Already weakened by three years of economic crisis, the 27-nation bloc of half a billion people faces new trauma at the two-day summit starting Thursday after weeks of talks that have exposed stark divisions between pro- and anti-austerity nations, as well as between the haves and have-nots.

"It's a lose-lose summit," said a senior EU diplomat. "Absolutely no one will leave this summit content if by chance we reach a solution."

"We don't exclude a breakdown," another diplomat told AFP on condition of anonymity.

Europe's leaders begin the talks on the EU's next seven-year budget at 1900 GMT Thursday, with Britain's premier David Cameron in the role of leading spoiler though most governments are putting national interest well above shared concerns.

"Cameron will come with a big knife to get spending cuts and to defend the British rebate," said an EU diplomat.

In the face of Britain's austerity-minded determination to secure a cut of up to 200 billion euros in the 2014-2020 budget, EU president Herman Van Rompuy, who will broker the talks, last week suggested a 75-billion-euro cut to the proposed 1.047 trillion euro (1.3 trillion) budget.

But that made no one happy.

Spain said it would lose 20 billion euros of EU aid, Italy complained of losing 10 billion euros.

And a group of Nobel laureates flew to Brussels waving a petition signed by dozens of Nobel winners urging Van Rompuy and other EU officials not to strip funds for research and innovation.

"Fortunately, we only have these summits every seven years," Van Rompuy said Friday after coming under fire from all sides.

His plan left Britain having to pay in part for its cherished yearly rebate of 3.6 billion euros, while diminishing Sweden's rebate, and failing to address Denmark's demand to have a discount too.

The three are among the 11 net contributors to the EU budget who in times of economic strain and domestic cutbacks are tired of bearing the brunt of the financial burden.

Eight of the net contributors -- Austria, Britain, Denmark, France, Finland, Germany, Netherlands and Sweden -- have banded together to demand spending cuts, though they are far from being on the same page on what should go or by how much.

France for instance, along with Italy, is refusing any decrease whatsoever in the budget's biggest item, the subsidies paid to farmers, big and small.

"There can be no question of withdrawing even one euro from the Common Agricultural Policy (CAP)," said French Premier Jean-Marc Ayrault, whose government is pushing for the EU to raise new revenues through new taxes, such as one on financial transactions.

In the other corner are 15 nations from Europe's east and southern fringe who are net recipients, most often of the so-called "cohesion funds" used to help poor regions catch up economically and socially with the rest. This is the second biggest budget item after the CAP.

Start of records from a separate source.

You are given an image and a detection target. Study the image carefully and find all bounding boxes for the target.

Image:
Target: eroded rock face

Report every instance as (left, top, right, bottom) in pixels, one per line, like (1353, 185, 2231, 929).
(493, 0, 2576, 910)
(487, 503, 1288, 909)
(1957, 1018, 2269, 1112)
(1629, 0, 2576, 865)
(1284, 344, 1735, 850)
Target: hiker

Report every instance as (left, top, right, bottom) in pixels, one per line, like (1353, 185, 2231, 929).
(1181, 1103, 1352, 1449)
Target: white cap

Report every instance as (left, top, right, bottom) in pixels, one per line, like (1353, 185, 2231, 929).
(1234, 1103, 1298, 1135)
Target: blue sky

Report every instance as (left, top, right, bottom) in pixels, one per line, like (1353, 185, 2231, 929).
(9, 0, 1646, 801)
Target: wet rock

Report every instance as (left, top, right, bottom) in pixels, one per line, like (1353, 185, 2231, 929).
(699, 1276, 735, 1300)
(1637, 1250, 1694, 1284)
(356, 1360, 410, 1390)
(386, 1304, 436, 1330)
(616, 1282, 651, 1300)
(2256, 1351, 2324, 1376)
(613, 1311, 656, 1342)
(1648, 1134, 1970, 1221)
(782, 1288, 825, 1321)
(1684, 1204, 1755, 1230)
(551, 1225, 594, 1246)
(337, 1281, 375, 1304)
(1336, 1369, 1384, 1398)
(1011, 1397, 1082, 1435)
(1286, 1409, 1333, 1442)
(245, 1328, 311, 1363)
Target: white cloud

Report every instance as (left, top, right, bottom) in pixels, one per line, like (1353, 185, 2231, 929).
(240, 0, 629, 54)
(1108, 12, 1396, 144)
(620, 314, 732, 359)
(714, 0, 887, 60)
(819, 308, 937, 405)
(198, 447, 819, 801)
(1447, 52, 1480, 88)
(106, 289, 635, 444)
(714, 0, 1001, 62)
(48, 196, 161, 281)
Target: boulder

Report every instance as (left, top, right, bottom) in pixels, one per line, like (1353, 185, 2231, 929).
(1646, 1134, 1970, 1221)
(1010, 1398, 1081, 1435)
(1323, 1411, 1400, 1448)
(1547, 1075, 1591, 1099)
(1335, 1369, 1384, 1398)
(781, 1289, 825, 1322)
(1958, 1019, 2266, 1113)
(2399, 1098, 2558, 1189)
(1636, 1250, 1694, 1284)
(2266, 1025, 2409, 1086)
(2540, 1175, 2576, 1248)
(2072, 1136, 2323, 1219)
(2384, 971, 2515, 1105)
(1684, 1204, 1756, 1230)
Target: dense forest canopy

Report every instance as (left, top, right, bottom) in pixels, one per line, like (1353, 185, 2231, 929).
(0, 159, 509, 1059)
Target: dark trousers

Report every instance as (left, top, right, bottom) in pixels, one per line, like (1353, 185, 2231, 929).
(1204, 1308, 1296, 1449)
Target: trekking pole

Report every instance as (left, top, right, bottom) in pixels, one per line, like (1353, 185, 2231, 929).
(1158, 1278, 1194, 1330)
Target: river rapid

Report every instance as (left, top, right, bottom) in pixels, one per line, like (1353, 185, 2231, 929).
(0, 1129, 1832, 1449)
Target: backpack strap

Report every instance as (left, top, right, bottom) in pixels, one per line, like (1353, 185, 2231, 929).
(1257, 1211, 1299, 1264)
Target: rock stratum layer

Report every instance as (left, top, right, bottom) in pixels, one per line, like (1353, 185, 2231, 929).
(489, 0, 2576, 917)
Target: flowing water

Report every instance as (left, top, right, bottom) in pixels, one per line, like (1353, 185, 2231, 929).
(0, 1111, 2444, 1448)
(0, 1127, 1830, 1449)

Chaired by Poland and Portugal, the group includes Bulgaria, Czech Republic, Estonia, Greece, Hungary, Latvia, Lithuania, Malta, Romania, Slovakia, Slovenia -- and most recently, once mighty Spain.

Cameron, who is under intense euro-sceptic pressure to wrest an agreement in Brussels, has been shuttling back and forth to raise support, travelling to the Netherlands, Italy and Germany in search of allies.

Chancellor Angela Merkel of Germany, which is the biggest contributor to the EU budget, has promised to do her utmost to ensure the summit would not end in collapse.

"Even if we are net contributors and people could perhaps think that we can live with a non-agreement, that is not our goal," Merkel said. "We want an agreement and we will talk exactly in this spirit with all countries."

Meanwhile, there is a growing exasperation with France, whose recently elected Socialist President Francois Hollande has urged Brussels to push for growth, rather than austerity, but whose obsession with maintaining the CAP will lead to cuts in programmes to help growth.

"He wanted to re-orient Europe towards employment and growth. It's a political choice. He must be consistent," said an EU official who asked not to be named.